The points seem to fall roughly along a straight, diagonal line which indicates that the residuals are normally distributed which is a core assumption of ANOVA. We do see that some deviation from the line at the ends which is likely due to the outliers that we noted in the initial Exploratory Data Analysis.
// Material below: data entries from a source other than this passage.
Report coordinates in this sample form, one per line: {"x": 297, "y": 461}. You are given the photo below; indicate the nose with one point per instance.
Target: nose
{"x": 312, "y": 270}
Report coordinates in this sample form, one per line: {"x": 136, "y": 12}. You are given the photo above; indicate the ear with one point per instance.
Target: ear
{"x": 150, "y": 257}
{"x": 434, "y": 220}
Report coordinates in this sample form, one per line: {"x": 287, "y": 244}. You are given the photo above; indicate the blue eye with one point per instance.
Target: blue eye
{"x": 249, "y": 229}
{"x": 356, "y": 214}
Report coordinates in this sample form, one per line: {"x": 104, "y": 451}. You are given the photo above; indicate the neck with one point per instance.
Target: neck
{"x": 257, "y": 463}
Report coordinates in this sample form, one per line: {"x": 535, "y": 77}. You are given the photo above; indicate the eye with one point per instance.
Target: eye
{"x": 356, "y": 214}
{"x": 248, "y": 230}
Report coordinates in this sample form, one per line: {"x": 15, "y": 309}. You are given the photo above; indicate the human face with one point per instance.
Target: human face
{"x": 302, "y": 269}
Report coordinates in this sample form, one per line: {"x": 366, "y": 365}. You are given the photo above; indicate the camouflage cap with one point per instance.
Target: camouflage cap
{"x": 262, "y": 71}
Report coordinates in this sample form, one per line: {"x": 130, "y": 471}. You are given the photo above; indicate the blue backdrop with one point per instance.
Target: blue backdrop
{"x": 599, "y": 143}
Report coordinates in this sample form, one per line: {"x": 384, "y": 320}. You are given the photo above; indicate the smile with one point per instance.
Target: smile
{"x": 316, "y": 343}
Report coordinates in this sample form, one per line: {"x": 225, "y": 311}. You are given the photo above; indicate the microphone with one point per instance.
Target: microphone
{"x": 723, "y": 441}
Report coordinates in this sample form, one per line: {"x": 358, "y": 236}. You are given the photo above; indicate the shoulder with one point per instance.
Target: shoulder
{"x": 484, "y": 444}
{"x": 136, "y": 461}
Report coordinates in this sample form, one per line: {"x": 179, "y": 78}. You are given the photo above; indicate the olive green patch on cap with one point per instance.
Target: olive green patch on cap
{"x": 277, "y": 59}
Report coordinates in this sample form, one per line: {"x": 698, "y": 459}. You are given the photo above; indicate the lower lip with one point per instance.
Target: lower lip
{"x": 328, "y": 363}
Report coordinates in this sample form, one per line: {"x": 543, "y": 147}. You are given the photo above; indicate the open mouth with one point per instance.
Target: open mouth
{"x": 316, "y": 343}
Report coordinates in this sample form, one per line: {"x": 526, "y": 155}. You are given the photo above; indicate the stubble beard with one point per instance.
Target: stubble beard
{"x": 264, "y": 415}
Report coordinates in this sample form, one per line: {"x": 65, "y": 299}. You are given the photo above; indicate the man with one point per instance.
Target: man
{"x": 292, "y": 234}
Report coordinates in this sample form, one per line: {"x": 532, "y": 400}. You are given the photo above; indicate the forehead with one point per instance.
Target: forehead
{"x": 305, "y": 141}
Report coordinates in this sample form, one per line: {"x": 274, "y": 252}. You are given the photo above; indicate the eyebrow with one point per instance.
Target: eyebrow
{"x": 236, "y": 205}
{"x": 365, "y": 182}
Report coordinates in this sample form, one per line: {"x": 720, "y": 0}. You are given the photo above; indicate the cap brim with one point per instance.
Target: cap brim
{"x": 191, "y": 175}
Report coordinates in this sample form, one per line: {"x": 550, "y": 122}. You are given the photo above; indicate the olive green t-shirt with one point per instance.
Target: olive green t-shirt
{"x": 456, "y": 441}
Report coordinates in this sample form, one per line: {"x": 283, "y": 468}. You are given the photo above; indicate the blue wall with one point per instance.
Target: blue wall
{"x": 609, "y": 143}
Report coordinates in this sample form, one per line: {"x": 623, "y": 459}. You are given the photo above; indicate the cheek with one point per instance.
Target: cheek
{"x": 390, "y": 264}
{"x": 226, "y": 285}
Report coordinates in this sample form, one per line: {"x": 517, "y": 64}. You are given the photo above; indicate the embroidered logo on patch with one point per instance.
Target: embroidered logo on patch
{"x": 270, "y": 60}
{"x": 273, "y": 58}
Overall, the majority of residuals on this Q-Q plot follow the diagonal, the assumption of normality is sufficiently met, and we can trust our p-value.

5. Post-Hoc Tests with Tukey HSD

Since we know there is a difference in at least 2 out of the 4 cities, the next step is to confirm the TukeyHSD() output to state which cities are different.

tukey.results <- TukeyHSD(anova.model)
tukey.results
##   Tukey multiple comparisons of means
##     95% family-wise confidence level
## 
## Fit: aov(formula = median ~ city, data = txhousing.major.cities)
## 
## $city
##                           diff       lwr        upr     p adj
## Dallas-Austin       -32349.254 -42442.65 -22255.861 0.0000000
## Houston-Austin      -41007.463 -51100.86 -30914.070 0.0000000
## San Antonio-Austin  -49285.075 -59378.47 -39191.681 0.0000000
## Houston-Dallas       -8658.209 -18751.60   1435.184 0.1210571
## San Antonio-Dallas  -16935.821 -27029.21  -6842.428 0.0001199
## San Antonio-Houston  -8277.612 -18371.01   1815.781 0.1493015
par(mar = c(5, 6, 4, 2) + 3.0) 

plot(tukey.results, las = 1, col = "blue")

Tukeyplot

The vertical axes of this plot lists the city pairs (e.g., Austin-Dallas), and the horizontal axis shows the difference in median prices. If the blue line for a pair crosses the vertical dashed line at 0, there is no statistically significant difference between the pair of cities. If the position of the bar is to the left of 0, the first city in the pair is cheaper than the second. Otherwise if the bar is to the right of 0, the first city in the pair is more expensive than the second.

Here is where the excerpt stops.